Her husband, John Gregory Dunne, died on December 30, 2003, after collapsing at the couple’s Manhattan apartment, and just after the pair had returned from a hospital visit to their daughter, Quintana Roo, who died on August 26, 2005.

In this often detached- feeling, if elegant, examination of grief, Didion reveals that setting down her emotions was imperative. She writes: “Life changes fast. Life changes in the instant. You sit down to dinner and life as you know it ends.”
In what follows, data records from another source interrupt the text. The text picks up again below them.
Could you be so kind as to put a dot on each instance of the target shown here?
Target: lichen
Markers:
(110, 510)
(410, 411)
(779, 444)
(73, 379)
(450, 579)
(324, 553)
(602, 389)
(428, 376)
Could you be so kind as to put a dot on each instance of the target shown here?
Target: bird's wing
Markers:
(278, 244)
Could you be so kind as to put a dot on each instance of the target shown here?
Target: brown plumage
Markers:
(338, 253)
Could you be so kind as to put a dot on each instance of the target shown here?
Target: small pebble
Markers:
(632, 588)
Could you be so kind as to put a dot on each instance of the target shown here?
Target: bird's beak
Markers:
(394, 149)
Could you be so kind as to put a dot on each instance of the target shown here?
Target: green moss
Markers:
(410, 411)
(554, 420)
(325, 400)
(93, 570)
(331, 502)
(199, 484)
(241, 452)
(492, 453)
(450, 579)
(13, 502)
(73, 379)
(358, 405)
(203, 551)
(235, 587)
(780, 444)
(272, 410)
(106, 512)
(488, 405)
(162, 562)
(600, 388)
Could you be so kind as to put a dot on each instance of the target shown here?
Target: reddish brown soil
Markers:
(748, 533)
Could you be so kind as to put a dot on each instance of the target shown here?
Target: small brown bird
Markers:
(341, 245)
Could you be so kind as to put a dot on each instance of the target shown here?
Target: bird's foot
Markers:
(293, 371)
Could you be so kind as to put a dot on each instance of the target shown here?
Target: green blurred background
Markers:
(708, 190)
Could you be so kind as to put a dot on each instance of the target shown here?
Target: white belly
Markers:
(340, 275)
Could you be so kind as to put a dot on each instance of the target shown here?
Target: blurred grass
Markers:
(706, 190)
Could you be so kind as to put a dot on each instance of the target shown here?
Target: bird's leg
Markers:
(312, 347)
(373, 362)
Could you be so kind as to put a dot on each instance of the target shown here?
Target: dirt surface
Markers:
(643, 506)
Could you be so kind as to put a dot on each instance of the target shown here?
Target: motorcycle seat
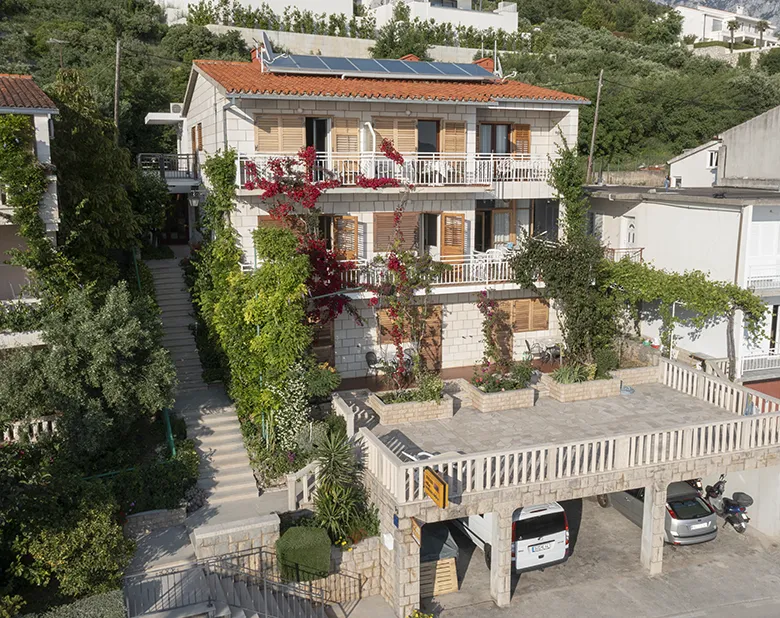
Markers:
(742, 499)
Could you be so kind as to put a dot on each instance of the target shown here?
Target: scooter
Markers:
(734, 509)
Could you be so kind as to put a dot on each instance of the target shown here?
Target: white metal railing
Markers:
(760, 362)
(756, 424)
(31, 429)
(473, 268)
(435, 169)
(764, 277)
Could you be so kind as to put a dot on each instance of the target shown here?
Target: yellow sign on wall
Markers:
(436, 488)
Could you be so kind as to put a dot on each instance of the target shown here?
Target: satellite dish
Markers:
(268, 49)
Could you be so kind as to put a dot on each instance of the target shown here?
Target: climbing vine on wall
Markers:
(25, 183)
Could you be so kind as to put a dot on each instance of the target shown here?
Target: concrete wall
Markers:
(694, 170)
(751, 151)
(298, 43)
(679, 237)
(504, 18)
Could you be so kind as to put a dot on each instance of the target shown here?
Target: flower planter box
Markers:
(496, 402)
(582, 391)
(410, 411)
(637, 375)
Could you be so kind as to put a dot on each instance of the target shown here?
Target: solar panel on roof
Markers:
(367, 66)
(449, 68)
(339, 64)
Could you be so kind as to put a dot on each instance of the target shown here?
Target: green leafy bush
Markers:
(571, 374)
(304, 553)
(106, 605)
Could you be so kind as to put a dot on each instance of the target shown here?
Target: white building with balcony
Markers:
(20, 95)
(455, 12)
(476, 148)
(709, 24)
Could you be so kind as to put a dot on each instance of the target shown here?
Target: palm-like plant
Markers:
(762, 27)
(733, 26)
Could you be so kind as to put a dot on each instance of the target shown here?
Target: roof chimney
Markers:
(485, 63)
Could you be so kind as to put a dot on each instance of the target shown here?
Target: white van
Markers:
(540, 536)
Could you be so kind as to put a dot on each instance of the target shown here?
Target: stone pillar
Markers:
(501, 559)
(652, 552)
(406, 554)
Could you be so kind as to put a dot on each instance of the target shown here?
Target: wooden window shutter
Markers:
(267, 134)
(384, 230)
(540, 314)
(521, 139)
(346, 132)
(406, 135)
(454, 137)
(293, 129)
(345, 241)
(453, 227)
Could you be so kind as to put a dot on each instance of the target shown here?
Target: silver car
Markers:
(689, 519)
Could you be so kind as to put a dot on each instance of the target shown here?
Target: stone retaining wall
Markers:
(637, 375)
(592, 389)
(221, 539)
(147, 521)
(394, 413)
(495, 402)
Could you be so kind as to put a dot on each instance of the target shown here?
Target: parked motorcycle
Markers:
(734, 509)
That passage occurs early in the stage adaptation, which includes some verbatim recitation of the book but sees the events from the perspective of a year or two later.

At the Booth we get a series of stunning, semi- abstract drops by the designer Bob Crowley that fall away to accompany Didion’s shedding of illusions; a cream-and-grey costume, with gold Tiffany wrist bangle, assembled by Ann Roth; and direction, by David Hare, that keeps his star seated, with admirable simplicity, for much of the evening.

Occasionally the play exerts an emotional wallop; a section where Didion describes stopping for fuel in the middle of a cornfield in Kansas, as a seriously ill Quintana is being flown from Los Angeles to New York, is devastating.

But mostly we get an illustration of good taste: a play that is deep on the surface. It is brilliantly poised, in other words, to induce acclaim. Even the pleasure of watching Redgrave, who is as tall and aquiline as Didion is short and sparrowish, tends to diminish as the piece unfolds.

This is neither the high- risk/low-yield Redgrave of Orpheus Descending nor the high-risk/high-return Redgrave of Long Day’s Journey Into Night. This is a more emotionally composed, expressively even Redgrave, whose pulled-back white hair and steel-blue eyes have rarely looked more beautiful, but whose tendency towards dry, incantatory inflection can only do so much to interpret the undeniably heartfelt yet anecdotally thin text.